I started consciously developing survival skills just before I turned 3. Of course, my critical thinking was non-existent, physical strength under developed, ability to communicate just underway and my understanding of life was zero.
I was peacefully living with my parents and two really big and old girls in a huge apartment in a small town in Communist Romania. I focus on the word PEACEFULLY. Doing my thing, minding my own business, using the yellow potty, trying to pronounce the long names of those big girls and really upset that I couldn’t reach the door handles. The radio was playing nice music and I didn’t know it at the time, but I loved dancing.

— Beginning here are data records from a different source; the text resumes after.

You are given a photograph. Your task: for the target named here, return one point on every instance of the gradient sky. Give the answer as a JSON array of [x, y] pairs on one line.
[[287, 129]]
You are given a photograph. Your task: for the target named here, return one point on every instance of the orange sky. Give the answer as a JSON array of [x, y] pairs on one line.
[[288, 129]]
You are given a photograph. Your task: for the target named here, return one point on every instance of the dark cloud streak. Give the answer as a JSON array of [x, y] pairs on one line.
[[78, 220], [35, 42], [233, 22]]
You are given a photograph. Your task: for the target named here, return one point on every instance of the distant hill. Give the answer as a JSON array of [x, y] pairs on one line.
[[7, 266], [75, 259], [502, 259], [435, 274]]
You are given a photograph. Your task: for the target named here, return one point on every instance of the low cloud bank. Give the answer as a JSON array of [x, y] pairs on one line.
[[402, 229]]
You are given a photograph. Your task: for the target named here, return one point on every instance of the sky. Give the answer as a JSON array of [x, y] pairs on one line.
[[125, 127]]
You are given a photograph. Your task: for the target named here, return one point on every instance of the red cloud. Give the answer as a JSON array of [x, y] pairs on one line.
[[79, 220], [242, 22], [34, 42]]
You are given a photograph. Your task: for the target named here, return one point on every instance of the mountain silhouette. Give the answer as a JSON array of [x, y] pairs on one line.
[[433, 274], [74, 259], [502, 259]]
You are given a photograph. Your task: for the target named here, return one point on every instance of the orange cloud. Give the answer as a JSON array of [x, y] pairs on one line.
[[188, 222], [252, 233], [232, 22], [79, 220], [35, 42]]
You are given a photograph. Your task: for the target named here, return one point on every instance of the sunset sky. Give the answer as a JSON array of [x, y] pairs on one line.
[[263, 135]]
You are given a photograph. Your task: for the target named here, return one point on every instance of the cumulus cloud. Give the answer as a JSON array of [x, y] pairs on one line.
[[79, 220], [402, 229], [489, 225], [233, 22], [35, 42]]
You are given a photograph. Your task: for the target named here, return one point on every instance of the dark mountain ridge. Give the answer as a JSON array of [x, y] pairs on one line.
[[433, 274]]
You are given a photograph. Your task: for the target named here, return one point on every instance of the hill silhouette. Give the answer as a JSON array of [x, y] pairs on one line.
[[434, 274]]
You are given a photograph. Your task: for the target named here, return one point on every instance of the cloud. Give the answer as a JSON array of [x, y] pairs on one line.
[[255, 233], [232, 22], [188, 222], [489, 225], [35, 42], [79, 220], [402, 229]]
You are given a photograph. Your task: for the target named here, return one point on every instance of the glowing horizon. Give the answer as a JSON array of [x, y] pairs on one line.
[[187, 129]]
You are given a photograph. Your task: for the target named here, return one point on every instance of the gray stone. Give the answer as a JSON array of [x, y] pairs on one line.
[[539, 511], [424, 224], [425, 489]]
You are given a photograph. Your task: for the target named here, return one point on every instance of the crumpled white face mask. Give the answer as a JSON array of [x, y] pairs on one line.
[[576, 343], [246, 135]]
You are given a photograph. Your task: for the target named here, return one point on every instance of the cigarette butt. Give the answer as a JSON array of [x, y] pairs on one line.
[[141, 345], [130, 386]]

However, I learned that I had serious infringements on my freedom. I was not supposed to upset those big girls, nor disturb my parents. While mommy and daddy were still nice and cute, when I’d go beyond the allowable limits, you guessed it, those two big girls (whom I was supposed to call sisters) became as mean as they could get. After accepting the unexplained fact that they also had to live with my mommy and daddy, I had to figure out what to do with them. Our apartment was huge, but so were they. And they were taking up so much space; I barely had any place for myself.

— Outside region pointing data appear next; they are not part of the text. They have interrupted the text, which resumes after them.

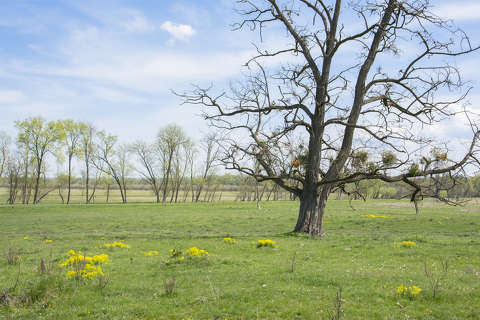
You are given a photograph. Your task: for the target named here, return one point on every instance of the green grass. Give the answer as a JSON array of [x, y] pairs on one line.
[[358, 255]]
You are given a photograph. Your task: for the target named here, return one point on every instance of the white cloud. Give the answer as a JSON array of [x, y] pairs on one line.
[[137, 23], [459, 11], [178, 31], [10, 96]]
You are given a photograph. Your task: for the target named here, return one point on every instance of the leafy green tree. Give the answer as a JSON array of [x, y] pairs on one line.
[[39, 137], [70, 135]]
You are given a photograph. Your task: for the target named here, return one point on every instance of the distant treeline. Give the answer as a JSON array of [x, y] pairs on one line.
[[173, 167]]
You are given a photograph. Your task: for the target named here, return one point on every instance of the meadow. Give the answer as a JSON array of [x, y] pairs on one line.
[[381, 261]]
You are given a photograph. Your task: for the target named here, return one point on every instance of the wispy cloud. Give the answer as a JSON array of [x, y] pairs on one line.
[[178, 31], [459, 11]]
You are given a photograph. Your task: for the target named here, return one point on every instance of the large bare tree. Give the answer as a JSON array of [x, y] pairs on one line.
[[342, 99]]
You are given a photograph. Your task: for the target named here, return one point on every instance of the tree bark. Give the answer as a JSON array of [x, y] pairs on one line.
[[311, 211], [70, 156]]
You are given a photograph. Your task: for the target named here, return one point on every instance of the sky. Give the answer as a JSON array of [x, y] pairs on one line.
[[115, 63]]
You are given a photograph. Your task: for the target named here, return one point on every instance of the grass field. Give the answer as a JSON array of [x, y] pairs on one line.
[[298, 279]]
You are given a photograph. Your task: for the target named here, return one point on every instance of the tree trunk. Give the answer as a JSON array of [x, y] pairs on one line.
[[312, 209], [37, 181], [70, 156], [87, 178]]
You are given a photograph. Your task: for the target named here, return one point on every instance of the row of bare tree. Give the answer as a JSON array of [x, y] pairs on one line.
[[171, 162]]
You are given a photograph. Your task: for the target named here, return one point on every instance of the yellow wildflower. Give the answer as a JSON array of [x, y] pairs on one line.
[[151, 253], [265, 243], [229, 240]]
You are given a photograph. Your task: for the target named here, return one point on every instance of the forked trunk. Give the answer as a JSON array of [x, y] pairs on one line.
[[310, 214]]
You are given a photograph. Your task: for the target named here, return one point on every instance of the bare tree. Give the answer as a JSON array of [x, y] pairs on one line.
[[147, 155], [4, 151], [170, 139], [340, 103], [209, 146], [110, 161], [87, 147], [13, 170]]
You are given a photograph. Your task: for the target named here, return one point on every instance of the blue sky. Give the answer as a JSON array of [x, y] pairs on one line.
[[113, 63]]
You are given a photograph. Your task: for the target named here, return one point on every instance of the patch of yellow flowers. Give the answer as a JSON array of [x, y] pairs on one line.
[[84, 267], [265, 243], [410, 292], [407, 244], [118, 244], [229, 240], [195, 252], [373, 216], [177, 256], [75, 258]]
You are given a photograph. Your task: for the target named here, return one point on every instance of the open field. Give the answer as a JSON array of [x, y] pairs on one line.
[[359, 254]]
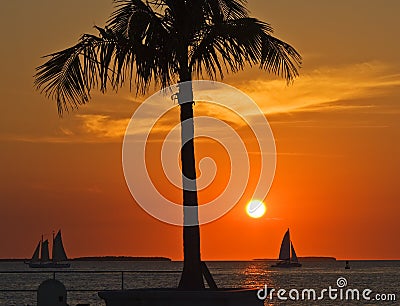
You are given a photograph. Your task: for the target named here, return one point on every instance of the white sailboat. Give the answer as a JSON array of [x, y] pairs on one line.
[[287, 254], [43, 261]]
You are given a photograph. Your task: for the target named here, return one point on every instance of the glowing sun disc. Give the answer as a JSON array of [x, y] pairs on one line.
[[256, 209]]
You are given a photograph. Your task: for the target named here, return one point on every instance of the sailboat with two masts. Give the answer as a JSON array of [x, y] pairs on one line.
[[287, 254], [41, 257]]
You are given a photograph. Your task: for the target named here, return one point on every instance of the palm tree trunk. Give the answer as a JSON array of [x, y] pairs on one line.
[[192, 277]]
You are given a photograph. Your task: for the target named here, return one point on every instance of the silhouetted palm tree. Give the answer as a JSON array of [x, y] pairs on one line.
[[167, 41]]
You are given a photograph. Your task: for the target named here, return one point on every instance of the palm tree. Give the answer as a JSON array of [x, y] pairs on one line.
[[167, 41]]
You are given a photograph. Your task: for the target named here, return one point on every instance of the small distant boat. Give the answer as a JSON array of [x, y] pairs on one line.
[[287, 254], [43, 261]]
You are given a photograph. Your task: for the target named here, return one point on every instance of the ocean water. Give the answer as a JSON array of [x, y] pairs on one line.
[[382, 278]]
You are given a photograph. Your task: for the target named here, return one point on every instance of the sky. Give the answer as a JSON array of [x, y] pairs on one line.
[[336, 129]]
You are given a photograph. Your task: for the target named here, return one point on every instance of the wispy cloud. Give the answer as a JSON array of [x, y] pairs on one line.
[[319, 90]]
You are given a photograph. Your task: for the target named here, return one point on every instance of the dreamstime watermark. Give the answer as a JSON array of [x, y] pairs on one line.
[[211, 96], [338, 293]]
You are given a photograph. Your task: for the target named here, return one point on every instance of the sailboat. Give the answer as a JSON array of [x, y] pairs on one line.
[[41, 257], [287, 254]]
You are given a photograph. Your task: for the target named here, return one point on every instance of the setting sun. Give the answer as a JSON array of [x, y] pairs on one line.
[[256, 209]]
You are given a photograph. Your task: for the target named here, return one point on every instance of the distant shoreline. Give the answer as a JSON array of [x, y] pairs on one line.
[[98, 258]]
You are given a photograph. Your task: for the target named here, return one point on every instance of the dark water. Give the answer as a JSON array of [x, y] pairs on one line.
[[381, 277]]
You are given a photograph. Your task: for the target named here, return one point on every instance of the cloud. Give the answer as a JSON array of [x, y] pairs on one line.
[[103, 125], [320, 89]]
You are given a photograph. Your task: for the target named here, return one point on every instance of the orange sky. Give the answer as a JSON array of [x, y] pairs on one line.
[[336, 128]]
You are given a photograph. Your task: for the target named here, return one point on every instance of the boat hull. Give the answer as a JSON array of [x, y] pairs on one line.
[[52, 265], [287, 265]]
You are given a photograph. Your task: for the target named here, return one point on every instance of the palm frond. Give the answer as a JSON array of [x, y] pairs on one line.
[[234, 43], [69, 75]]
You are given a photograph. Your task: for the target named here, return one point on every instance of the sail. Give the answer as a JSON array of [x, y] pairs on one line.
[[294, 256], [35, 256], [58, 249], [284, 253], [45, 251]]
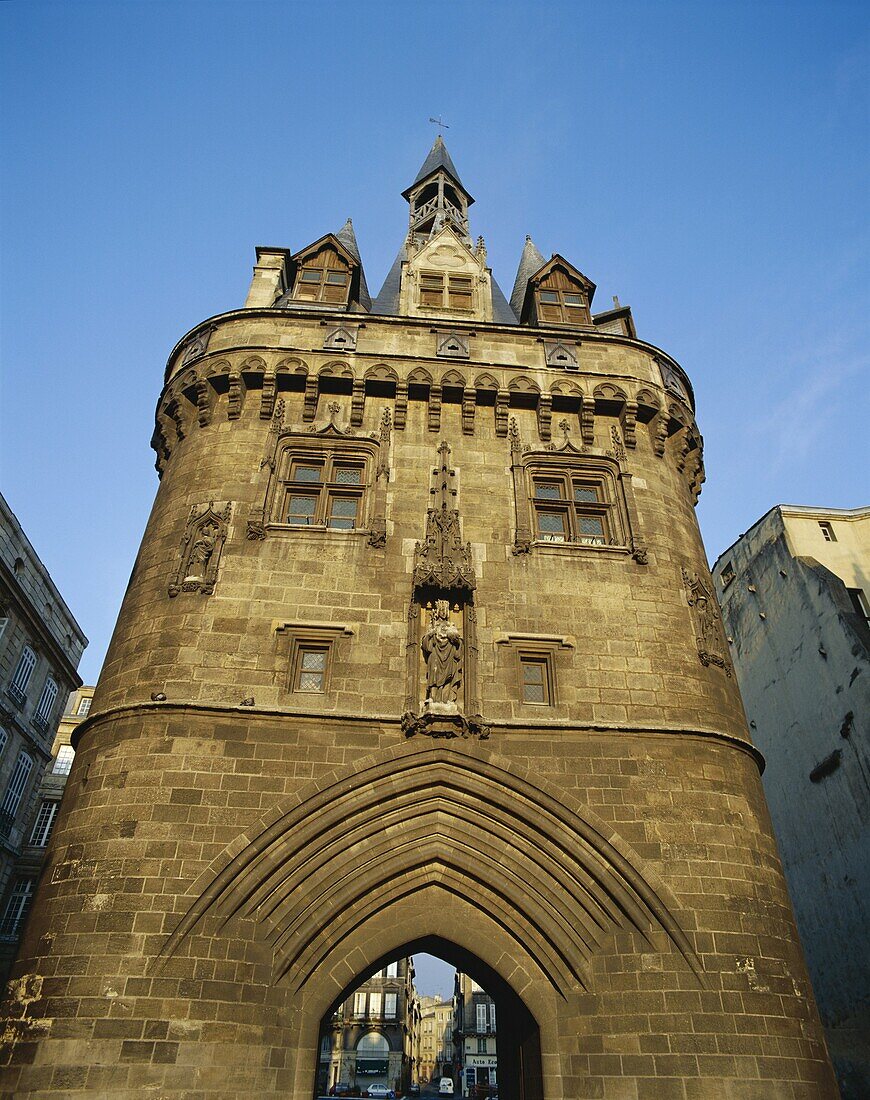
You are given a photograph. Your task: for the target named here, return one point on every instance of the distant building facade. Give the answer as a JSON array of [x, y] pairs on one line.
[[474, 1038], [41, 645], [372, 1040], [26, 869], [435, 1044], [794, 593]]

The rooms were theirs, the books were theirs, the shoes were theirs, It seemed like EVERYTHING was theirs. I was ok with ‘THEIRS’, but not with my having to respect that. After all, I thought they were all living with me to cater to my needs.
When MY parents were around, these old women, about 7 and 9 years old, wouldn’t bother me. All I had to do was start crying and accusing one, or both, of them of hurting me. As I learned, my parents didn’t like the sound of their crying baby so they came to my rescue and put the sisters in their place – whether it was warranted or not.
There would be payback. With both parents out of the house, my nanny not yet there, I was left defenseless with the two monster sisters. One was meaner than the other. One day everything got out of control. They had completely abused my compassionate, peaceful self, without realizing I could actually run and achieve minor tasks on my own. They were simply antagonizing me.
“Shut up, stop running, don’t touch my books, give me my pen back, and don’t rip my notebooks, “they seemed to yell in unison. I tried to fight back, but couldn’t. They were using words I didn’t often understand…and were 4 times my size (6 times when they were mean.)
I needed a weapon. My mother’s high heels. I picked up those shoes and threw them at the raging creatures. The meanest one locked herself into her room to study. I banged on her door. She wouldn’t open it, so I kept throwing shoes hoping she’d open the door and a shoe would hit her right in that mean face.
The other one defied me and went into our parent’s room saying she wasn’t afraid of a baby. And just like that, she picked up a book to read. Seeing an opportunity, I threw a nice leather, beautiful high heel into her face. She started bleeding. And I knew I was in trouble.
When my parents got home, the screaming stopped and the investigation began.
My dad said something about ‘wrong doing’ and ‘identifying the facts, discovering the truth and punishing the guilty party’. All four of them started talking in long, full sentences that I didn’t quite understand, but my intuition was telling me I may be in trouble.
The mean one was pointing at me. I think she was told by a parent that it was rude to point…so she started saying my name out loud. “Ioana blah blah blah.” She showed my parents the door I had targeted with the shoes. It had new scratches and cracks that I had never seen before. My mother’s shoes were all over the place.
The parents look at me, looked at the shoes, and looked at the door while still attending to my sister’s broken nose. She was perfectly composed and said she wasn’t afraid of a baby. She said “baby Ioana was irrational” and didn’t think “a baby could hurt me.”
They all turned and looked at me.
I made my eyes really big…and smiled…and said “Hello.”
Mother continued attending to the nose bleed and Father was still investigating.
He looked at me, gently checked my face and asked, “Did you get hurt? What did they do to you? Did they frighten you? Did they touch you?”
I immediately forgot how to speak and started crying. I said, “Daddy, they hurt me. They pushed me in the corner and they beat me. And they wanted to kill me.”
“Are you telling the truth,” my Father the Judge asked, obviously shocked?
I didn’t know what “truth” meant, but I didn’t want to act as though I didn’t understand him so I refused to answer.
The verdict was clear. The baby girl did not have the strength to throw shoes hard enough to cause damage to anything or anyone.
Once the crime scene was cleaned, the villains got their punishment and I got extra love. The nanny would be my new book reader whenever I wanted. And life seemed just about perfect. The art of deception certainly starts early.